Moneybox

Taco Bell Says Doritos Locos Tacos Have Created 15,000 Jobs

A Taco Bell and Pizza Hut in Los Angeles

Photo by Kevork Djansezian/Getty Images

Taco Bell’s Doritos Locos tacos have been a big hit product, but assertions that they’re responsible for the creation of 15,000 new jobs are a textbook illustration of the difficulty in making macro-inferences from micro-phenemona:

Creed explained how one taco, the Doritos Locos Taco, helped create 15,000 jobs for the Yum! Brands subsidiary. Taco Bell says it has 150,000 team members in its restaurants nationwide.

“It’s very possible because two things happened. One is we grew the business,” he said, adding that Taco Bell’s sales grew by 8 percent last year.

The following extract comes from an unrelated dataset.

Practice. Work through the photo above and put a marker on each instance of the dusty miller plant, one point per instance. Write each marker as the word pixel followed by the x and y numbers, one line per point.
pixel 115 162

Second, it helps if you add two or three employees to each of Taco Bell’s 6,000 locations.

“And that’s great, it makes us feel really good,” he said. “It’s great we sold lots of tacos and it’s great for our shareholders, but if you can get 15,000 people off the unemployment line and give them jobs – that to me is giving back to society. That is having a social conscience in doing the right thing. That’s really important to me.“

The observation here is that Doritos Locos tacos helped lead to surging Taco Bell sales, then Taco Bell added a lot of staff to meet that rising demand. And good for Taco Bell. But presumably some large fraction of those sales either displaced sales at other fast food establishments or else displaced nonfood purchases. People might be cutting expenditures on cable television or movie tickets in favor of Netflix and plowing some of their savings into buying more meals outside the house. The impact of any particular firm’s successes on overall levels of employment and output is totally ambiguous.